Can Snakemake parallelize the same rule both within and across nodes?

I have a somewhat basic question about Snakemake parallelization when using cluster execution: can jobs from the same rule be parallelized both within a node and across multiple nodes at the same time?

Let's say for example that I have 100 bwa mem jobs and my cluster has nodes with 40 cores each. Could I run 4 bwa mem per node, each using 10 threads, and then have Snakemake submit 25 separate jobs? Essentially, I want to parallelize both within and across nodes for the same rule.

Here is my current snakefile:

SAMPLES, = glob_wildcards("fastqs/{id}.1.fq.gz")
print(SAMPLES)

rule all:
        input:
                expand("results/{sample}.bam", sample=SAMPLES)

rule bwa:
    resources:
        time="4:00:00",
        partition="short-40core"
    input:
        ref="/path/to/reference/genome.fa",
        fwd="fastqs/{sample}.1.fq.gz",
        rev="fastqs/{sample}.2.fq.gz"
    output:
        bam="results/{sample}.bam"
    log:
        "results/logs/bwa/{sample}.log"
    params:
        threads=10
    shell:
        "bwa mem -t {params.threads} {input.ref} {input.fwd} {input.rev} 2> {log} | samtools view -bS - > {output.bam}"

I've run this with the following command:

snakemake --cluster "sbatch --partition={resources.partition}" -s bwa_slurm_snakefile --jobs 25

With this setup, I get 25 jobs submitted, each to a different node. However, only one bwa mem process (using 10 threads) is run per node.

Is there some straightforward way to modify this so that I could get 4 different bwa mem jobs (each using 10 threads) to run on each node?

Thanks!

Dave

Edit 07/28/22:

In addition to Troy's suggestion below, I found a straightforward way of accomplishing what I was trying to do by simply following the job grouping documentation.

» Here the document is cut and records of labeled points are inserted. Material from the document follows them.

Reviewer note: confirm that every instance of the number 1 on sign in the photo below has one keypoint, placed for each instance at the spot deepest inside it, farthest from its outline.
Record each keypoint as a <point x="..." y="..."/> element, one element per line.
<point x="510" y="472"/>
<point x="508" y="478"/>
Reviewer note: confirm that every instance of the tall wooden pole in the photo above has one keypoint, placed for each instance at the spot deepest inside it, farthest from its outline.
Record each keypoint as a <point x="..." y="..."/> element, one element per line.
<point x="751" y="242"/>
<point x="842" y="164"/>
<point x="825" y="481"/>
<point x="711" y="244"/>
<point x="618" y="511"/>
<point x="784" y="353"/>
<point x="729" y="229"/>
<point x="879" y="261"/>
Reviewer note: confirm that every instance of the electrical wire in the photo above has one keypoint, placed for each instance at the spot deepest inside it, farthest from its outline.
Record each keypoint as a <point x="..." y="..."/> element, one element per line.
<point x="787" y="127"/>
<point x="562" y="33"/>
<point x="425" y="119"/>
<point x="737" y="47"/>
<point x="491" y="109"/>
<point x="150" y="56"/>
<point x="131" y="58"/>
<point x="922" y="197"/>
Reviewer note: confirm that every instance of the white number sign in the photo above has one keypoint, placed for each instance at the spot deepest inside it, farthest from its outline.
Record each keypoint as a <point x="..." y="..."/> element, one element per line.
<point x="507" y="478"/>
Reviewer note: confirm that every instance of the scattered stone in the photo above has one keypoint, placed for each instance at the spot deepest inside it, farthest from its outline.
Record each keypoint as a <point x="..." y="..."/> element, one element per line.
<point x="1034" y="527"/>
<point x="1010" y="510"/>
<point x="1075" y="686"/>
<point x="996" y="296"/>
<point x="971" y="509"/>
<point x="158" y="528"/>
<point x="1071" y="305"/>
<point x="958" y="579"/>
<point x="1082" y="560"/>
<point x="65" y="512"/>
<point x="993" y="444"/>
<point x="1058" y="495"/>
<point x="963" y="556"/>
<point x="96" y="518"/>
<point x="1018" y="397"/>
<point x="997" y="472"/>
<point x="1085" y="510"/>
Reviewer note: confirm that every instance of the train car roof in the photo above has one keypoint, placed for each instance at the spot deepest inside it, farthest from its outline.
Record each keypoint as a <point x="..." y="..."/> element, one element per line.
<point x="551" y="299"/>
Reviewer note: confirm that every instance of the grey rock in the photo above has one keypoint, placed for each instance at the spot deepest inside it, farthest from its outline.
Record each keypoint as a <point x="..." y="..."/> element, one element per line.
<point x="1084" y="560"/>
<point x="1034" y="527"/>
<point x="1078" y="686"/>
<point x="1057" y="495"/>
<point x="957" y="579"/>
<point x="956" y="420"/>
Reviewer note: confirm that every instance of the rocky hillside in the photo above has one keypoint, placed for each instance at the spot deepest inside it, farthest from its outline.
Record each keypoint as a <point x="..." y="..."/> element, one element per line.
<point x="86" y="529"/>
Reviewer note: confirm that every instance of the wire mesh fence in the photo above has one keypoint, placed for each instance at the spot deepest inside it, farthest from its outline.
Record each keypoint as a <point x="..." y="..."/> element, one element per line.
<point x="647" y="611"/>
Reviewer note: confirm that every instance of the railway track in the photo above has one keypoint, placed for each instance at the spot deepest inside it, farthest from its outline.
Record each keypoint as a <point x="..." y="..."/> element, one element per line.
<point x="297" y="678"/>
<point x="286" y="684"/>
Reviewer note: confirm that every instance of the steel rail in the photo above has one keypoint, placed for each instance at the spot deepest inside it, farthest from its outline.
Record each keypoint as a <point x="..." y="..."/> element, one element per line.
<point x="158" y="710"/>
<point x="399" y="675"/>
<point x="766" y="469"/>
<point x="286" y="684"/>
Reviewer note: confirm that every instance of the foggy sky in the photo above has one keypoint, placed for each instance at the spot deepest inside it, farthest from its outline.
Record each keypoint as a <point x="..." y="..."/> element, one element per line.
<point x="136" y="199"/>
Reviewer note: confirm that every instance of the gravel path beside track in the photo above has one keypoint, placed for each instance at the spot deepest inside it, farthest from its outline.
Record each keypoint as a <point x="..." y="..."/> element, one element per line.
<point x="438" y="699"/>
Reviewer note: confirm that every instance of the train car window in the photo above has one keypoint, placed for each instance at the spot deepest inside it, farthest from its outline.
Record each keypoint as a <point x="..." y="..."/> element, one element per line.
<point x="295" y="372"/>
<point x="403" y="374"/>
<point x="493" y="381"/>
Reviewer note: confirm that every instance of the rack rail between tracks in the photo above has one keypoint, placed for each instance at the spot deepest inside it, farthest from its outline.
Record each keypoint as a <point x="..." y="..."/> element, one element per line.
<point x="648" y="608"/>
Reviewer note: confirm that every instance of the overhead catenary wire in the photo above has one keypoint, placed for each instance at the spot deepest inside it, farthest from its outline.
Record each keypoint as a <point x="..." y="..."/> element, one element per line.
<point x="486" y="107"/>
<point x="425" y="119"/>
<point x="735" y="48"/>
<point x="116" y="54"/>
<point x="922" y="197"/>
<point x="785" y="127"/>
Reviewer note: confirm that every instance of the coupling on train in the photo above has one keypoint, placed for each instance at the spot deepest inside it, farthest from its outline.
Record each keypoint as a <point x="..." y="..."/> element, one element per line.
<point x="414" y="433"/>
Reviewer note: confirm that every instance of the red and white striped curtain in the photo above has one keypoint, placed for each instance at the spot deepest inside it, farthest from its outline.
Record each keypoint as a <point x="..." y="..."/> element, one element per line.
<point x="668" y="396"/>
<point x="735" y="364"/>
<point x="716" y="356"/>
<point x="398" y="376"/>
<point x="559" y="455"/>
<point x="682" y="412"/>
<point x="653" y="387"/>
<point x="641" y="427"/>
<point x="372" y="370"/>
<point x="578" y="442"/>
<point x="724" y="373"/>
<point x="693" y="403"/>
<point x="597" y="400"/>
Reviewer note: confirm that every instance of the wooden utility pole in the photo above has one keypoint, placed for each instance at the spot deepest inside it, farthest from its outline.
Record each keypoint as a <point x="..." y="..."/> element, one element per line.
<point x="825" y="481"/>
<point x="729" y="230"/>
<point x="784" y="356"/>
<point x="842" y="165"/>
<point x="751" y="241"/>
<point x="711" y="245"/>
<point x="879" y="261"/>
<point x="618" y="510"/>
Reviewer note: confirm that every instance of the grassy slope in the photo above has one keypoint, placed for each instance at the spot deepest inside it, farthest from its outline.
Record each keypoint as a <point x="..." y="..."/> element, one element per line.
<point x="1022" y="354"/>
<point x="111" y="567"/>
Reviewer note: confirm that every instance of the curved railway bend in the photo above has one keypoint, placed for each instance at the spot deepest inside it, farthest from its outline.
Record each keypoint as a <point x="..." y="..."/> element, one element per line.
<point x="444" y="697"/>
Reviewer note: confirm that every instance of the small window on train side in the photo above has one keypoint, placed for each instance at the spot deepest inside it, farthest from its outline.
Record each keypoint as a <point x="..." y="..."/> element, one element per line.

Specifically, I did the following when executing my Snakemake pipeline:

snakemake --cluster "sbatch --partition={resources.partition}" -s bwa_slurm_snakefile --jobs 25 --groups bwa=group0 --group-components group0=4 --rerun-incomplete --cores 40

By specifying a group ("group0") for the bwa rule and setting "--group-components group0=4", I was able to group the jobs such that 4 bwa runs are occurring on each node.

Solution

You can try job grouping but note that resources are typically summed together when submitting group jobs like this. Usually that's not what is desired, but in your case it seems to be correct.

Instead you can make a group job with another rule that does the grouping for you in batches of 4.

rule bwa_mem:
    group: 'bwa_batch'
    output: '{sample}.bam'
    ...

def bwa_mem_batch(wildcards):
    # for wildcard.i, pick 4 bwa_mem outputs to put in this group
    return expand('{sample}.bam', sample=SAMPLES[i*4:i*4+4])

rule bwa_mem_batch:
    input: bwa_mem_batch_input
    output: touch('flag_{i}')  # could be temp too
    group 'bwa_batch'

The consuming rule must request flag_{i} for i in {0..len(SAMPLES)//4}. With cluster integration, each slurm job gets 1 bwa_mem_batch job and 4 bwa_mem jobs with resources for a single bwa_mem job. This is useful for batching together multiple jobs to increase the runtime.

As a final point, this may do what you want, but I don't think it will help you get around QOS or other job quotas. You are using the same amount of CPU hours either way. You may be waiting in the queue longer because the scheduler can't find 40 threads to give you at once, where it could have given you a few 10 thread jobs. Instead, consider refining your resource values to get better efficiency, which may get your jobs run earlier.